Thursday, November 1, 2007
Launch of the Holiday Season
My goal for the rest of 2007 is to enjoy the holiday season. I know you're supposed to enjoy the holidays, but it's always a challenge for me. In fact the story I've told myself for many years now is that I hate the holidays.
This year I'm taking some time to examine this story. Surely if I tell myself I hate the holidays, I'm certain to feel that way, right? I've been asking myself, why do I hate the holidays so much? Why do I set myself up to hate this time of year?
For a couple of years while I was still at Whole Foods, I spent the weeks coming up to Thanksgiving in a frenzy of order-taking for ill-tempered and impatient customers.
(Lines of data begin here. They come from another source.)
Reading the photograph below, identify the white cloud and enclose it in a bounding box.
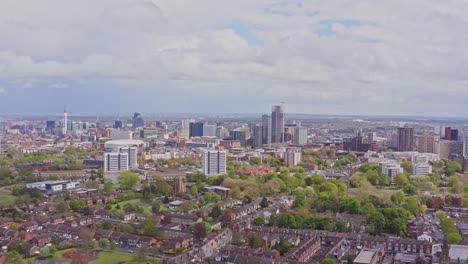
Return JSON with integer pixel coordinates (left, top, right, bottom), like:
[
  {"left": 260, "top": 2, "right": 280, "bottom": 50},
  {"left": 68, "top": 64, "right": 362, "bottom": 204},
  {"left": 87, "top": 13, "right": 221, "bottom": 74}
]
[
  {"left": 0, "top": 0, "right": 467, "bottom": 115},
  {"left": 0, "top": 87, "right": 5, "bottom": 94}
]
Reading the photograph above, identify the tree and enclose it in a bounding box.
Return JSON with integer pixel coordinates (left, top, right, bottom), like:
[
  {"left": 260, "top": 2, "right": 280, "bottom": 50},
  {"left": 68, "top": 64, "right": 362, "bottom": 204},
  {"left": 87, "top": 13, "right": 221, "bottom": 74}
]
[
  {"left": 210, "top": 205, "right": 222, "bottom": 219},
  {"left": 260, "top": 197, "right": 269, "bottom": 208},
  {"left": 253, "top": 217, "right": 266, "bottom": 226},
  {"left": 101, "top": 220, "right": 113, "bottom": 230},
  {"left": 403, "top": 196, "right": 420, "bottom": 216},
  {"left": 190, "top": 185, "right": 198, "bottom": 195},
  {"left": 401, "top": 161, "right": 412, "bottom": 174},
  {"left": 403, "top": 184, "right": 417, "bottom": 195},
  {"left": 99, "top": 239, "right": 109, "bottom": 249},
  {"left": 448, "top": 232, "right": 463, "bottom": 244},
  {"left": 118, "top": 171, "right": 140, "bottom": 190},
  {"left": 446, "top": 161, "right": 461, "bottom": 176},
  {"left": 151, "top": 200, "right": 161, "bottom": 214},
  {"left": 193, "top": 223, "right": 207, "bottom": 241},
  {"left": 140, "top": 219, "right": 159, "bottom": 237},
  {"left": 436, "top": 210, "right": 446, "bottom": 220},
  {"left": 248, "top": 235, "right": 264, "bottom": 249},
  {"left": 163, "top": 196, "right": 170, "bottom": 204},
  {"left": 367, "top": 211, "right": 385, "bottom": 236},
  {"left": 110, "top": 240, "right": 117, "bottom": 250},
  {"left": 275, "top": 239, "right": 293, "bottom": 255},
  {"left": 78, "top": 229, "right": 95, "bottom": 248},
  {"left": 394, "top": 173, "right": 408, "bottom": 187},
  {"left": 103, "top": 181, "right": 114, "bottom": 192},
  {"left": 230, "top": 186, "right": 241, "bottom": 199}
]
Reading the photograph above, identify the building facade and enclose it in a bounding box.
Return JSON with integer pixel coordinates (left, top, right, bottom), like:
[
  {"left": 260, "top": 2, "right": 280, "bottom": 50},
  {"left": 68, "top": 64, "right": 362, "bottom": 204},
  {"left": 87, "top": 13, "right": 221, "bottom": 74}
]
[
  {"left": 202, "top": 150, "right": 227, "bottom": 176},
  {"left": 398, "top": 127, "right": 414, "bottom": 152}
]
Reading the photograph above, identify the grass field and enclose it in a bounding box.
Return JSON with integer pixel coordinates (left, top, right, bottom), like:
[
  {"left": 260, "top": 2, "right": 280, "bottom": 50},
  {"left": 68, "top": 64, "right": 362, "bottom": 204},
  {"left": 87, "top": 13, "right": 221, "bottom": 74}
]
[
  {"left": 114, "top": 199, "right": 152, "bottom": 214},
  {"left": 89, "top": 251, "right": 160, "bottom": 264},
  {"left": 0, "top": 186, "right": 16, "bottom": 206}
]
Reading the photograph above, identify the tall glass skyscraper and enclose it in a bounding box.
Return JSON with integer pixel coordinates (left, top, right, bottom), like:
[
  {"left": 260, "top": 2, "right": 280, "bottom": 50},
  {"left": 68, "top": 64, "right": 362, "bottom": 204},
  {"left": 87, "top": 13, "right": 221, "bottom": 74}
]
[{"left": 271, "top": 105, "right": 285, "bottom": 143}]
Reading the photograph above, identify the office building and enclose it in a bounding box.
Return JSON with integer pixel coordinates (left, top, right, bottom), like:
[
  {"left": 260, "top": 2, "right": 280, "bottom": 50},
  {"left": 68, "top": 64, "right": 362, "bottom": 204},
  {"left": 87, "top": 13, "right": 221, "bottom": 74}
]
[
  {"left": 203, "top": 124, "right": 216, "bottom": 137},
  {"left": 445, "top": 127, "right": 459, "bottom": 141},
  {"left": 230, "top": 130, "right": 246, "bottom": 141},
  {"left": 413, "top": 163, "right": 432, "bottom": 175},
  {"left": 416, "top": 135, "right": 439, "bottom": 154},
  {"left": 111, "top": 130, "right": 133, "bottom": 140},
  {"left": 132, "top": 113, "right": 144, "bottom": 128},
  {"left": 438, "top": 140, "right": 464, "bottom": 160},
  {"left": 284, "top": 148, "right": 301, "bottom": 167},
  {"left": 189, "top": 122, "right": 204, "bottom": 138},
  {"left": 367, "top": 132, "right": 376, "bottom": 144},
  {"left": 398, "top": 127, "right": 414, "bottom": 152},
  {"left": 62, "top": 107, "right": 68, "bottom": 134},
  {"left": 294, "top": 127, "right": 308, "bottom": 145},
  {"left": 114, "top": 120, "right": 123, "bottom": 129},
  {"left": 46, "top": 121, "right": 55, "bottom": 132},
  {"left": 381, "top": 163, "right": 403, "bottom": 178},
  {"left": 202, "top": 150, "right": 227, "bottom": 176},
  {"left": 262, "top": 114, "right": 271, "bottom": 145},
  {"left": 271, "top": 105, "right": 285, "bottom": 143},
  {"left": 216, "top": 126, "right": 230, "bottom": 139}
]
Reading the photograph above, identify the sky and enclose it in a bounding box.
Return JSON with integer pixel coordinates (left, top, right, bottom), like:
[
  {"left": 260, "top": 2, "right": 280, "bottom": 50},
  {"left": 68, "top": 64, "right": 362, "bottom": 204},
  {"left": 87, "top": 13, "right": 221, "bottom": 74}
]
[{"left": 0, "top": 0, "right": 468, "bottom": 117}]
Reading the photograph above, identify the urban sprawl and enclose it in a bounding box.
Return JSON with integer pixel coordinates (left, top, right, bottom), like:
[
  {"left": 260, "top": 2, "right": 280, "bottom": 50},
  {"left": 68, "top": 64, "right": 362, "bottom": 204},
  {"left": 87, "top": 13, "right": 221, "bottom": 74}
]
[{"left": 0, "top": 106, "right": 468, "bottom": 264}]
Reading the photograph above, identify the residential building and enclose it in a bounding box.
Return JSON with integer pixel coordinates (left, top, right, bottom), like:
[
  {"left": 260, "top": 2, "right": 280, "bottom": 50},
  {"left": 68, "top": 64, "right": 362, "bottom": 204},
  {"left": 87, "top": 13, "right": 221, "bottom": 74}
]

The last three days before Thanksgiving, my co-workers and I froze our asses off in the refrigerated truck or in the store, slinging thousands of pounds of clammy raw turkey flesh in the general direction of the customers who - right before Thanksgiving - are more ill-tempered, more impatient, than ever. It was like being in a David Lynch film. I learned how to say Kill them all in seven different languages during my years at Whole Foods. OK, so it's no wonder I didn't enjoy Thanksgiving then. But what about now?
Halloween this year was a blast, an auspicious beginning to the season in which, at least in America, everything gets amped up. Maybe I can relax, have a laugh at myself when I get amped up, maybe try not to work so hard. Maybe I can deconstruct my pattern of holiday hatred. Do you think? We shall see.